Сумеречный Эльф задумчиво счищал лепестки с черной толстовки, прячась в глубине капюшона. Он не приветствовал чародея, ведь любые слова прозвучали бы нелепо и неуместно.
Еще недавно Раджед желал отблагодарить друга за семь лет запечатанного портала, ведь за это время одержимый гордыней льор смирил свою ярость и впервые взглянул на себя со стороны. Казалось, Сумеречный Эльф неуловимыми шажками приближал подлинное счастье друга, но все обернулось жестокой уловкой, холодным расчетом существа, неспособного на человеческую теплоту.
– Исцели ее… – сквозь зубы проскрежетал Раджед, низко опустив голову. – Я знаю, что ты можешь! Ты же один из Тринадцати.
– Не имею права, – ответил Страж, словно они уже долгое время вели разговор. – Отныне я вижу и ее, и твою судьбу до конца, так что не имею права вмешиваться.
– Что значит, ты не имеешь права? – Раджед поперхнулся гневом, когти непроизвольно высветились пятью яркими лезвиями.
– Это значит: если я снова вмешаюсь, мир сместится с оси, неизвестно, к каким последствиям это приведет. Скорее всего, к новой катастрофе, – отчеканил Сумеречный Эльф, точно происходящее его вовсе не касалось.
– Значит, вот как. Значит, такой ты друг, – спокойно начал Раджед, но с каждым словом голос его наливался оттенками ярости, как крепчавший ураганный ветер. – Ну что же, «друг», расскажешь, скольких ты принес в жертву? Сколько невинных душ отдал ради исправления твоих ошибок в разных мирах? Сотни? Тысячи? Миллионы?
Сумеречный Эльф молчал, долго и мучительно, а потом по щеке его скатилась слеза, темно-алая, как лепестки умирающих роз. Руки Стража дрожали, но он упрямо подавлял в себе человечность.
– Некоторые миры я вообще не смог спасти, – глухо проговорил он. – Но ни один из них не погиб только по моей вине.

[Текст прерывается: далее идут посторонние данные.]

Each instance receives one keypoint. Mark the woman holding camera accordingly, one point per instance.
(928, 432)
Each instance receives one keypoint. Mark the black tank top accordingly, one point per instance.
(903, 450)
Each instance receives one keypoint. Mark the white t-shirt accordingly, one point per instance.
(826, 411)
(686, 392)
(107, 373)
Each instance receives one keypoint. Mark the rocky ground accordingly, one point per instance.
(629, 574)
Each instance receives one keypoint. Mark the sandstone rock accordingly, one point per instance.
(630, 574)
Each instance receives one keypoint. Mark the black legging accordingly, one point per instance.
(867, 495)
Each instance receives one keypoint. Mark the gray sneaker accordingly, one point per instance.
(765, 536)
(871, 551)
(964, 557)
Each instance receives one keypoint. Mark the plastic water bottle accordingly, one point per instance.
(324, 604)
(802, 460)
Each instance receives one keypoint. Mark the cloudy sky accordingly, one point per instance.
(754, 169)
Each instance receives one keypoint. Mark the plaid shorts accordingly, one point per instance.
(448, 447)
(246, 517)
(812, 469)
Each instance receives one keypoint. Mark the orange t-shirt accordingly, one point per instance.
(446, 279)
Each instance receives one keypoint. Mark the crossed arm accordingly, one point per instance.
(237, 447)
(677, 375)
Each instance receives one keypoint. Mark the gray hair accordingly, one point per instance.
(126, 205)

В расширенных глазах Сумеречного Эльфа пульсировало сожаление, замешанное на бездействии. Он без объяснений указал на дерево у подножья башни, направил на него свою силу и легко освободил от каменной чумы – и тотчас в саду на вершине с безмолвным возгласом, впитанным ветром, застыли несколько крупных кустов роз. Одно спасенное дерево повлекло гибель четверти сада. И на уровне линий мира порвались тонкие неуловимые струны, словно отмершие волокна оболочки.

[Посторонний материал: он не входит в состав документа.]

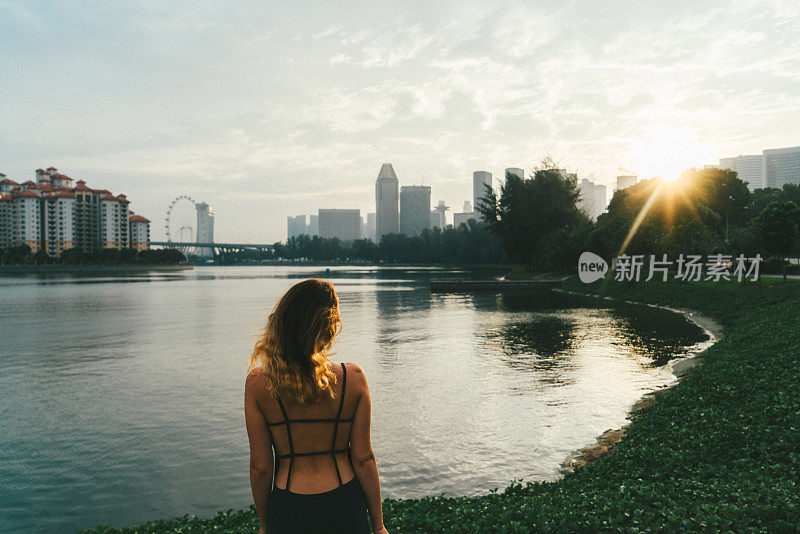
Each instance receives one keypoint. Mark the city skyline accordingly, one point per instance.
(272, 111)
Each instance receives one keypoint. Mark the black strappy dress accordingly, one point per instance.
(340, 510)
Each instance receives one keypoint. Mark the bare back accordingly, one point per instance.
(313, 441)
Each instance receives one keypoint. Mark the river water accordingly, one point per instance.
(121, 397)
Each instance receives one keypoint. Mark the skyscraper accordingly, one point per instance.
(516, 172)
(205, 228)
(386, 216)
(313, 225)
(415, 208)
(626, 180)
(750, 169)
(438, 215)
(480, 179)
(295, 226)
(344, 224)
(592, 198)
(781, 166)
(370, 233)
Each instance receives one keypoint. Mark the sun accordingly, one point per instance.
(666, 153)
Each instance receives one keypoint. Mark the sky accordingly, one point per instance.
(265, 110)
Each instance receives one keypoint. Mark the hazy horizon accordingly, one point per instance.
(269, 111)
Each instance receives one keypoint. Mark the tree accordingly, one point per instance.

Сумеречный Эльф уставился на друга, губы Стража спеклись от молчания и скорбно кривились от демонстрации такой огромной и бесполезной силы.

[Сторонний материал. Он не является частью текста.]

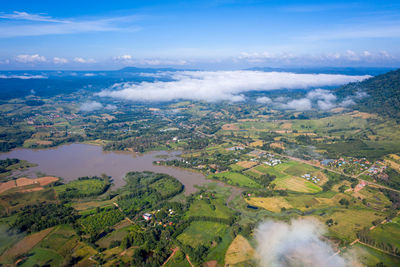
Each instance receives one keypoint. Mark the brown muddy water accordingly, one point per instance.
(76, 160)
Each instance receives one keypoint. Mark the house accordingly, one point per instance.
(147, 216)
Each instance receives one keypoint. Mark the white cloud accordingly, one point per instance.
(22, 77)
(297, 104)
(90, 106)
(128, 59)
(264, 100)
(83, 60)
(36, 58)
(25, 24)
(60, 60)
(221, 85)
(297, 243)
(16, 15)
(111, 107)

– Все ложь и оправдания, – ответил непреклонно чародей. Нет-нет! Здесь речь шла не о чуме, а о Софии, о том, как с ней остались жемчуг и память об Эйлисе.
Раджед нервно смерил шагами расстояние от парапета до полуразрушенной каменной скамьи и обратно. Он накрепко скрестил руки, чтобы наружу не рвались когти: все равно они бы не причинили никакого вреда Стражу.
Неужели Нармо стал теперь таким же неуязвимым? Говорить о неизбежном нападении яшмового чародея с Сумеречным Эльфом ничуть не хотелось. Это существо вновь оставило бы себя в стороне, настаивая на каких-то неизвестных правилах. Кто их установил? Для кого и зачем? Некое проклятье Тринадцати Избранных, некая сила, переданная для спасения всей Вселенной. Бесполезная.
– Нельзя делать счастливыми всех и сразу без их воли и участия – в этом и было наше проклятье, потому что мы хотели именно этого, – словно прочитав противоречивые мысли, ответил Сумеречный Эльф. – В последнее оправдание скажу: за каждый мир я бьюсь до конца. Но кратчайший путь не всегда верный.
– Снова слова… слова… – Раджед саркастично усмехнулся, но вместо смеха вышел лающий свист. – Ты кого-нибудь любил? Говорил о некой Эленор с Земли… Ее бы ты тоже принес в жертву, как мою Софию?
Сумеречный Эльф обернулся, снимая капюшон, из-под которого вылетело еще несколько белых лепестков. Но ничего не ответил, исчезнув призраком лунного света.
Раджед же долго взирал на холодную Мотии, обозначившуюся на черном небе тонким серпом. Он не желал навечно потерять Софию, разлучиться с ней, как герои утерянного мифа. От какого бедствия они спасали тогда Эйлис? Может, тоже от каменной чумы? Два человека, принесших свое счастье в жертву ради спасения мира. Их именами назвали солнце и луну, чтобы хоть кто-то помнил. Если бы что-то ведать наверняка… Страж Вселенной лишь больше прежнего растревожил сомнения и страшные домыслы.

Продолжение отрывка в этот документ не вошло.